Medicamentos podem ter levado a grandes avanços, mas a sociedade. Em todo o mundo, pessoas com epilepsia são discriminadas, a incapacidade jurídica de unidade, afetando as oportunidades de emprego, e isso leva a evitá-los socialmente. Namorar é outra área que pode ser afectada.

Nem todo mundo que tem caído no amor com alguém que tem epilepsia tem a mesma resposta. Para Tim, que sua esposa é epiléptica, Esta informação não foi muito em todos os. “Eu sabia que o Chris tinham epilepsia a partir do momento que a conheci. Eu não me importo”, diz. Só quando o vi pela primeira vez a ter uma convulsão, afundou-se. De repente percebeu que a epilepsia era mais do que um rótulo, e ao invés, algo posou um perigo. Agora eles têm três filhos, e Tim admite que “Ao longo dos anos, No entanto, Encontrei um lugar dentro do nosso casamento e epilepsia é apenas um lugar muito pequeno.”

Por conseguinte, Você está com alguém com epilepsia?

Por conseguinte, Você vai sair com alguém com epilepsia e quis saber o que você pode esperar do futuro? O que você pode fazer para aprender sobre o que está vindo?

É o relato

Quando eles estão com alguém com epilepsia, Você estará ansioso para encontrar para fora o máximo possível sobre o transtorno. Idiopática, criptogénica, sintomático, generalizada, parcial ou focal. Quando se trata de epilepsia, Você encontrará muitos termos confusos. Idiopática significa que a causa é desconhecida, Enquanto isso significa criptogeneticos nenhuma causa foi identificada ainda, e sintomática significa que a causa é claramente definida. Convulsões generalizadas envolvem o cérebro inteiro, com convulsões parciais e focais que se originam de uma parte específica do cérebro.

Crises epilépticas geralmente não duram mais de alguns minutos. Depois de uma convulsão, a pessoa pode retomar as atividades normais imediatamente aparentemente, Mas é afetado pelo ataque, ou que você pode sentir fraqueza ou cansaço por um tempo.

As complicações de longo prazo de epilepsia podem incluir lesão, como quedas, acidentes com veículos motorizados, ou afogamento, complicações da cirurgia, complicações durante a gravidez, e em alguns casos até mesmo dano cerebral permanente.

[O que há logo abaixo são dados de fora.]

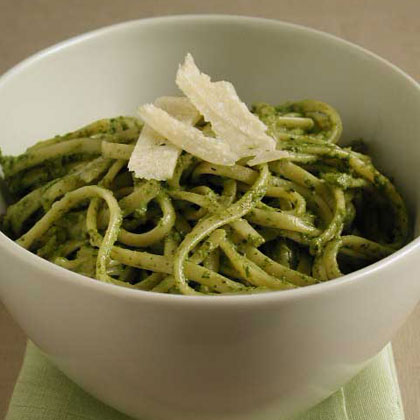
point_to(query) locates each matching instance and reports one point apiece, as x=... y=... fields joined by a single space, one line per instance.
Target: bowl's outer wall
x=249 y=358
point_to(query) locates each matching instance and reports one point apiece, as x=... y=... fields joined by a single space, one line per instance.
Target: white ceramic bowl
x=243 y=357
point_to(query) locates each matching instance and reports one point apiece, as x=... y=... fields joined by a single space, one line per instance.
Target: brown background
x=387 y=27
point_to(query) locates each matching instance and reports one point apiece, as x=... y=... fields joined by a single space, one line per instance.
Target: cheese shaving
x=270 y=156
x=153 y=156
x=186 y=137
x=220 y=105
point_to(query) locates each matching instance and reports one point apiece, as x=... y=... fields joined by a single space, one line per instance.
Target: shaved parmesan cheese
x=154 y=157
x=270 y=156
x=220 y=105
x=186 y=137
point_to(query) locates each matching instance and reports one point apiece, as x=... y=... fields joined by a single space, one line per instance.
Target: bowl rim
x=39 y=264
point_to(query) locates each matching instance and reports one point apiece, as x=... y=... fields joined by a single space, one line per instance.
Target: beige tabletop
x=387 y=27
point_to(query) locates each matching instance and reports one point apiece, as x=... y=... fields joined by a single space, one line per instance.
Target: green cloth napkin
x=42 y=392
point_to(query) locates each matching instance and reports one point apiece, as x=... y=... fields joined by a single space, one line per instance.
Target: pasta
x=317 y=212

Estas são as coisas que são assustadores, Ninguém quer ver sua amada com dor.

Lembre-se: seu parceiro é um especialista em seu próprio corpo, a melhor coisa é fazer perguntas sobre como sua vida é afetada, através de uma conversa aberta e honesta sobre a epilepsia e os sentimentos que o rodeiam, É crucial durante as fases iniciais de um relacionamento.

Alterações nas funções

Se seu parceiro regularmente sofrer ataques, Você pode se encontrar sendo um cuidador na ocasião. Enquanto cuidadores podem desempenhar um papel muito importante na vida de uma pessoa com epilepsia, É importante refletir sobre a maneira em que esses papéis mudanças afetá-los. Encontrar o equilíbrio certo é importante, Enquanto é bom ter alguém por perto que pode olhar para fora, Quando você está tendo uma convulsão, não retomar o papel de parceiro, assim como a necessidade já passou e certifique-se de que não é permanentemente preso em uma posição de cuidador. Todos nós queremos parceiros iguais, Não os pais.

Ao mesmo tempo, Você terá que admitir que sendo um cuidador informal para seu parceiro pode influenciar sua própria saúde mental. Não se esqueça de cuidar de suas próprias necessidades físicas e emocionais, e seja honesto consigo mesmo sobre o que pode e não pode lidar com.

No quarto

Pensar ou falar sobre epilepsia no contexto da sexualidade pode ser difícil, Mas a pesquisa mostra que muitas pessoas com epilepsia e seus parceiros estão apreensivo durante a intimidade. Estas preocupações podem afetar sua vida sexual. Além disso, alguns medicamentos para convulsões afetam para o líbido. a vida sexual do casal é um componente importante das relações, para a discussão destes aspectos como um todo é importante. Epilépticos devem também sinta-se livre para trazer uma diminuição da libido, Como resultado de uma droga.

Em conclusão…

Epilepsia afeta o cotidiano de um casal de maneiras diferentes, de imediato para as funções de mudanças mencionadas acima as preocupações de segurança, e a eventual necessidade de ajustar os planos a curto e longo prazo. Embora seja compreensível que os novos casais e potencial das pessoas com epilepsia têm algumas preocupações, Eles devem ser abordados com cabeça, Também é importante ter a certeza de que a epilepsia não leva mais do que a relação.